V De la langue à l'art avant l'écrit (suite)
 

Masques cérémoniels ? Mais pour quelles cérémonies ?

Le même travail de guidage suggéré par le masque de Brooklyn pouvait être effectué par un plus utilitaire sans décor, moins fragile et sophistiqué. Car la haute qualité artistique dudit masque l'accrédite nécessairement d'une fonction plus cérémonielle. Il s'oppose - presque dialectiquement - à celui possédé par le Musée de Toussaint à SchaffouseReproduction n°25, p. 218 dans l'album précité sur Nasca, du Rietberg Museum. : ce faciès-là ne sourit pas, car sa bouche a l'arc amer et tombant d'où s'échappe une langue morbide ou assoiffée. Il ne peut ni parler ni voir, au mieux bougonner et trébucher car ses lèvres et ses paupières sont closes par des liens ou bandelettes les empêchant de s'ouvrir.

Au sommet du masque une excroissance, comme sur le masque de Brooklyn, répète une petite tête homothétique qui, itérative ou/et tautologique, affirme le thème iconographique. Les petits bras et mains nues du corps gravés au dessous explicitent l'inefficacité de cet être sans ressort ni organes sensitifs ou expressifs en état de fonctionner correctement.
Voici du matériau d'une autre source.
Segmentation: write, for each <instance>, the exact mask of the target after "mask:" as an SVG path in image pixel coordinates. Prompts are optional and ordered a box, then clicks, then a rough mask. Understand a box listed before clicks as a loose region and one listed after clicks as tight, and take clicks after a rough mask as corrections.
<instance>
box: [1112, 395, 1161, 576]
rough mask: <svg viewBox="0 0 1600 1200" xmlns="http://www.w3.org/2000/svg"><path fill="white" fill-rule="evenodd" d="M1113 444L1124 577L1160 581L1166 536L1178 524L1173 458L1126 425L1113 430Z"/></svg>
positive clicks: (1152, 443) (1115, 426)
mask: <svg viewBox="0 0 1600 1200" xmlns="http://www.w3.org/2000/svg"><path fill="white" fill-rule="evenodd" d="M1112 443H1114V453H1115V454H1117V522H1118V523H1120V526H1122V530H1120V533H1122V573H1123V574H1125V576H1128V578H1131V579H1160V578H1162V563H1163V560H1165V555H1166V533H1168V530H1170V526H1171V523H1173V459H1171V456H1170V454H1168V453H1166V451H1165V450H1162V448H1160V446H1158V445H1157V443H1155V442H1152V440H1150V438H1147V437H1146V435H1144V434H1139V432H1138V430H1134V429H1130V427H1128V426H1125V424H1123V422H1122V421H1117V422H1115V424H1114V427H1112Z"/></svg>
Les deux trous presque sténopéiques que ménagent les paupières, entrouvertes mais bridées, permettent seulement, peut-être, une vision du lointain avec acuité. Rien de vraiment fameux. On comprend que quatre grosses commères, diamétralement en vis à vis sur la périphérie du masque, y ajoutent leurs faces rieuses, au vu de cette tête sans brio, ni possibilité, en faisant cercle autour. Les pieds un peu écartés et gravés en dessous de leurs figures donnent à leur masse corporelle un bon polygone d'assise pour spectatrices. A voir les deux masques si contradictoires on se croirait en face de deux personnages antithétiques du folklore français (Jean qui rit et Jean qui pleure), d'allégoriques personnifications de la réussite joyeuse et de l'échec lamentable, de l'extraversion et de l'introversion, du centrifuge et du centripète. Le côté allégorique des deux masques est donc vraisemblable. Pour celui de Brooklyn l'expressionnisme du langage artistique permet d'insister sur la valeur instrumentale et technique, intervenant dans une scénographie pour public et fidèles ad hoc, ou/et pour les subjuguer par ce rappel embelli. Car couteaux, haches et outils très ornementés, à haute qualité et enrichissement esthétiques, exaltent ainsi leur utilisé et valeur symbolique pour leurs porteurs ou attributaires.